Le Miracle du Saint Inconnu
The Unknown Saint

Nationalité : Maroc France Qatar Allemagne Liban
Genre : Drame
Durée : 1h40
Date de sortie : 2018
Réalisateur : Alaa Eddine Aljem
Acteurs principaux : Younes Bouab, Salah Bensalah, Bouchaib Essamak, Mohamed Naimane, Anas El Baz

Au beau milieu du désert, Amine court. Sa fortune à la main, la police aux trousses, il enterre son butin dans une tombe bricolée à la va-vite. À sa sortie de prison, l’aride colline est devenue un lieu de culte où les pèlerins se pressent pour adorer celui qui y serait enterré : le Saint Inconnu. Obligé de s’installer au village, Amine va devoir composer avec les habitants sans perdre de vue sa mission première : récupérer son argent.


(L'avis exprimé par les rédacteurs de cette rubrique est indépendant du travail et des choix du Jury oecuménique.)

Un conte charmant navigant joyeusement entre religion, superstition, fatalisme teinté d’autodérision et roublardise. La terre faite de sable et de pierres attend la pluie, mais le ciel reste bleu ; un voleur cherche son trésor enfoui autrefois, mais celui-ci se retrouve recouvert d’un sanctuaire ; un médecin nouvellement installé attend des clients mais ceux-ci le considèrent comme une attraction – quand ils sont malades ils vont au fameux sanctuaire. Et certains désespèrent de cultiver leurs terres quand tous les autres sont déjà partis.
D’un humour très fin, le film réjouit à chaque instant sans jamais être insistant. Il prend constamment à contre-pied ses protagonistes, et les spectateurs avec. La fin inattendue et spectaculaire restitue l’ordre des choses : un miracle.
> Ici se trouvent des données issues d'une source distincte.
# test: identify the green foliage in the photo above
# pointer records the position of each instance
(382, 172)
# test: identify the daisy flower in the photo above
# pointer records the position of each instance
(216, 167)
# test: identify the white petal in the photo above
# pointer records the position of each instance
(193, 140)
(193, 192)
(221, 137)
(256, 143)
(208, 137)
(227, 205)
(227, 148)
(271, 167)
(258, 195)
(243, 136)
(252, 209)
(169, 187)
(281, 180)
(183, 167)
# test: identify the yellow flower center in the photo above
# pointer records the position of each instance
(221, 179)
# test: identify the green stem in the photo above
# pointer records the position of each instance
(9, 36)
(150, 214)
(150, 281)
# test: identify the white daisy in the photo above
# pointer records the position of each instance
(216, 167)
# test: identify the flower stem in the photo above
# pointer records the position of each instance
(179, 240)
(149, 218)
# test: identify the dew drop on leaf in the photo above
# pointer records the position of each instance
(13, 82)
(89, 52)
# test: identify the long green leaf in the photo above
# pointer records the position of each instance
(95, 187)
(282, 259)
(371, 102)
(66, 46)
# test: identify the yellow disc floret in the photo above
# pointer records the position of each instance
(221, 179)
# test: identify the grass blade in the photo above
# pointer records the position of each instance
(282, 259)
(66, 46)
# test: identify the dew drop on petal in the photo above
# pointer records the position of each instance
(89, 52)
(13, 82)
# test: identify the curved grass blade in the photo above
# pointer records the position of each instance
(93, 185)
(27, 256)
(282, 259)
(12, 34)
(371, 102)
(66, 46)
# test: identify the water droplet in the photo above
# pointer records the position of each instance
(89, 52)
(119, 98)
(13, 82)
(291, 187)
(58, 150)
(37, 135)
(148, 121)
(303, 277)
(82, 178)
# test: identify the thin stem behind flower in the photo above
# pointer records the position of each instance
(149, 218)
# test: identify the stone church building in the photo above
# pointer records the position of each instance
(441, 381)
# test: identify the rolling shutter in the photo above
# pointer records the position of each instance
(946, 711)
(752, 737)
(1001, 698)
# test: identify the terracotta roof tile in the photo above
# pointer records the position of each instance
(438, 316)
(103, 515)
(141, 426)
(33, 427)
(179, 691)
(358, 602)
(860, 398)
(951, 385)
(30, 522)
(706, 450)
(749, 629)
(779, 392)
Le miracle du saint inconnu est le premier film d’un jeune réalisateur marocain. Il en a les qualités mais aussi les défauts. Film personnel, léger, plein d’humour mais un peu inconsistant. Nous sommes dans un village perdu du Sahara marocain et le réalisateur croque avec un plaisir évident plusieurs groupes d’individus : le nouveau docteur, que consultent en présence de l’infirmier, toutes les vieilles femmes du village qui n’ont rien d’autre à faire, le gardien du mausolée et son chien, un vieux paysan et son fils qui attendent la pluie depuis dix ans, deux malfrats, pieds nickelés à la sauce marocaine. Nous rions souvent de leurs aventures ridicules mais cela ne fait pas vraiment un film construit, il manque un lien crédible. Le travail de la caméra est lui aussi sommaire : presque exclusivement des plans fixes où entrent et sortent les personnages. Mais, malgré cela, nous ne nous ennuyons pas et nous sortons contents de l’heure 40 que nous venons de passer, ce n’est déjà pas si mal !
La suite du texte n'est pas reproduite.